Tomorrow I will cross a finish line and become a marathoner.
Right now, I’m getting my gear together. While my friend on Facebook have been sweating bullets for a few days or maybe even weeks, I was fine.
Until today …
I’ve spent four months training for this, but mentally I feel unprepared.
So let me start with a list.
I asked donors to Mountain Mama for Team RWB to give me people to dedicate miles to. I also asked my online running group. When I added those who I knew, the list got a bit too long. And even this week, I added another name or two.
Today, I realized that Oct. 27, two days after I run the Marine Corps Marathon, will mark the anniversary of my grandfather’s death. It still stings like when I run my finger tips over a scar I got after an overhead light broke and cut my arm.

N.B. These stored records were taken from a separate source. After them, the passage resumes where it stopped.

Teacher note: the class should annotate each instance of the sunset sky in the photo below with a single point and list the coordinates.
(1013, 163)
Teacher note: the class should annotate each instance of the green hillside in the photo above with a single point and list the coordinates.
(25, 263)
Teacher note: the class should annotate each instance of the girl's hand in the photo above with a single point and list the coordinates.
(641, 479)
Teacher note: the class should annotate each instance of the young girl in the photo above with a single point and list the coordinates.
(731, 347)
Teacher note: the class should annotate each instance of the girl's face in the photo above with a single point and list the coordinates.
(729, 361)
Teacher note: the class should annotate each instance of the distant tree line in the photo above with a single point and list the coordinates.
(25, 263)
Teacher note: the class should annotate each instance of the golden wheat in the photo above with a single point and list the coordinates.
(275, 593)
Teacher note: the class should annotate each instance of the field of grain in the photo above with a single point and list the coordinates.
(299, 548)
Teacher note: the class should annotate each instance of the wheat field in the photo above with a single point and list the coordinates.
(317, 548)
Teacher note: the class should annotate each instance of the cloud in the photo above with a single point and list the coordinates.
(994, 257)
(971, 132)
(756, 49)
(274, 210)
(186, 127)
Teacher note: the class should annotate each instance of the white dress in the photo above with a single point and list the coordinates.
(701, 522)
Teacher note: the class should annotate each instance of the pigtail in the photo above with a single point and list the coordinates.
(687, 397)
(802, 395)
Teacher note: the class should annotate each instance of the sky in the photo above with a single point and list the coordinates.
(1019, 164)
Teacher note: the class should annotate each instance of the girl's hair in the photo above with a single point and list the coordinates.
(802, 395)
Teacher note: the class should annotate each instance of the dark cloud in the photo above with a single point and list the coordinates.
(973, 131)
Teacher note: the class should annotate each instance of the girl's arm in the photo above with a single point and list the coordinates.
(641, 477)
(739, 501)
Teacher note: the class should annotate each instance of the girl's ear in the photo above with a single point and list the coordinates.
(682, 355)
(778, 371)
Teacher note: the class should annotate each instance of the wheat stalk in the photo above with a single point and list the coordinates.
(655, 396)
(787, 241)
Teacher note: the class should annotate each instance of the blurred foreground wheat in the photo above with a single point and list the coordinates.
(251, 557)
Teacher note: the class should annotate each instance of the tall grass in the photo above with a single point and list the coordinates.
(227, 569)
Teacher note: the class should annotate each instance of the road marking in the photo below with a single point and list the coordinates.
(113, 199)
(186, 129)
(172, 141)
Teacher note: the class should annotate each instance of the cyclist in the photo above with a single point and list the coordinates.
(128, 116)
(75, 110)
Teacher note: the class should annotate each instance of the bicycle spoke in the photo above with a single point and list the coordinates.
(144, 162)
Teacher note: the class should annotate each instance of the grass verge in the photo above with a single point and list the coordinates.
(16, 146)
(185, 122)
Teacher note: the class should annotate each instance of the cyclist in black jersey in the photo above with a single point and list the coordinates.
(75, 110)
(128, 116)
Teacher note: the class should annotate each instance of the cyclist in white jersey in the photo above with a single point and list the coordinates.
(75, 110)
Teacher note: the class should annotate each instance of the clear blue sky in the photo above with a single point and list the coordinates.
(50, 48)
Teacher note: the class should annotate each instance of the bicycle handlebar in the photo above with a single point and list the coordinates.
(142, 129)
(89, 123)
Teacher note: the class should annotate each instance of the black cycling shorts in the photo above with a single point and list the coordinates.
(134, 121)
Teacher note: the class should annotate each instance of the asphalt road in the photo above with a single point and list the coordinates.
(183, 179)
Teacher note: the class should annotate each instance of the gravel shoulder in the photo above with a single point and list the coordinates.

I watched his great-grandchildren run a mile loop today near the Pentagon. I could feel him watching and seeing how much they’ve grown. We also saw Marines run hand-in-hand with little kids who seemed too scared to run by themselves. They were inspiring. I felt his warmth but felt sad that he isn’t here physically. I miss him a lot more than I thought I did.

My goals are simple:
- Finish
- Enjoy the run
If I beat the time my husband had for his first marathon, that will be icing on the cake.
I’ve never felt like this before. Even when my kids were born, I wasn’t like this.
What have I gotten myself into?!
Ooo, I’d wish I’d seen this before your race. Sounds like you were in a good space for this undertaking! Knowing what’s really important and letting it be what it will be. I’ll be looking forward to hearing how it went, I have been thinking about you all weekend.